# Photographing fan blades in rotation



## Durga Prasad (May 14, 2007)

I use Panasonic FZ 50.  I tried to photograph the still image of pedastal fan blades while the fan is 'running' . I tried all combinations of shutter speed, aperture and ISO without using flash. I get only a blur of the blades similar to what we  see with normal eye.  Is there a solution?


----------



## Digital Matt (May 14, 2007)

Depending on the speed of the fan, you might need a shutter speed of 1/500 or greater to freeze the motion.  You might even need to go as fast as 1/2000 or 1/4000 if the fan is on high.  This means you'll need a lot of light.  Your best bet is outside at high noon.

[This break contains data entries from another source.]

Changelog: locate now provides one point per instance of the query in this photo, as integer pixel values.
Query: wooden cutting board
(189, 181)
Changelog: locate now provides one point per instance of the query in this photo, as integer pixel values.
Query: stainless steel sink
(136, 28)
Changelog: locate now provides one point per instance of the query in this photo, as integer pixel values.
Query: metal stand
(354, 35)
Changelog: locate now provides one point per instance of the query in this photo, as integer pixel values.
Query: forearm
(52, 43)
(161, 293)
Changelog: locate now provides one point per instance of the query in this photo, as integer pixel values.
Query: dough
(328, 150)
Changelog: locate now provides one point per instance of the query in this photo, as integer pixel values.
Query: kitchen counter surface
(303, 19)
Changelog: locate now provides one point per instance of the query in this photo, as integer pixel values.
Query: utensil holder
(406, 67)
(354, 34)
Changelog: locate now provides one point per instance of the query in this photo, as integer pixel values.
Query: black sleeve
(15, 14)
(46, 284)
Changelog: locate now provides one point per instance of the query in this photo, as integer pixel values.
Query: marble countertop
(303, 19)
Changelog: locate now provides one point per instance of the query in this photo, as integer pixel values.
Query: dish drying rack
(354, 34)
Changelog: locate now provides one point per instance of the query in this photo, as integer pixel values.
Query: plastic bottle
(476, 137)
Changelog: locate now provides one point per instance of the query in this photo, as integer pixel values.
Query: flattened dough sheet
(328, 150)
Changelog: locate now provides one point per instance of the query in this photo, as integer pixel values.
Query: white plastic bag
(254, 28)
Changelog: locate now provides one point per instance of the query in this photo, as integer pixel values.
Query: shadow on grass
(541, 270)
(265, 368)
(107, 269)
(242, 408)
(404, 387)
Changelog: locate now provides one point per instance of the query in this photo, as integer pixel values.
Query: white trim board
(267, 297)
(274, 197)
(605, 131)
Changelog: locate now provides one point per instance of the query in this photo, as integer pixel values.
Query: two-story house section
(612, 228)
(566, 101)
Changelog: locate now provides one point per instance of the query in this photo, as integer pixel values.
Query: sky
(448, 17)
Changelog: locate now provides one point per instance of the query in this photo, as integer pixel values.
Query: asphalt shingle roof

Is this for a photo class?  This is a pretty typical photography 101 project.


----------



## Torus34 (May 14, 2007)

Very dark room and strobe.


----------



## sabbath999 (May 17, 2007)

How about just turning the fan off?


----------



## CBRfanatic (May 22, 2007)

sabbath999 said:


> How about just turning the fan off?


i thought the same exact thing...


----------



## DSLR noob (May 22, 2007)

Well I just tried all sorts of shutter combinations. I went from the highest my meter wanted me to do in the room (1/200) and went down to speeds as slow as 5 seconds. As long as I used flash, the fan blades looked stopped, and the fan setting is 2/3. I can't see with the naked eye. the blades are white and the flash reflects the position of the blades at that exact moment, even of a 5 second shutter. Simply put, I could NOT blur the blades with a single curtain flash.


----------



## Sandra Lero (May 23, 2007)

There are two different way:

1. Capture a still blades and processing in PS
2. Spin a blades just a little and then shoot with shutter speed 1/60 or similar.


----------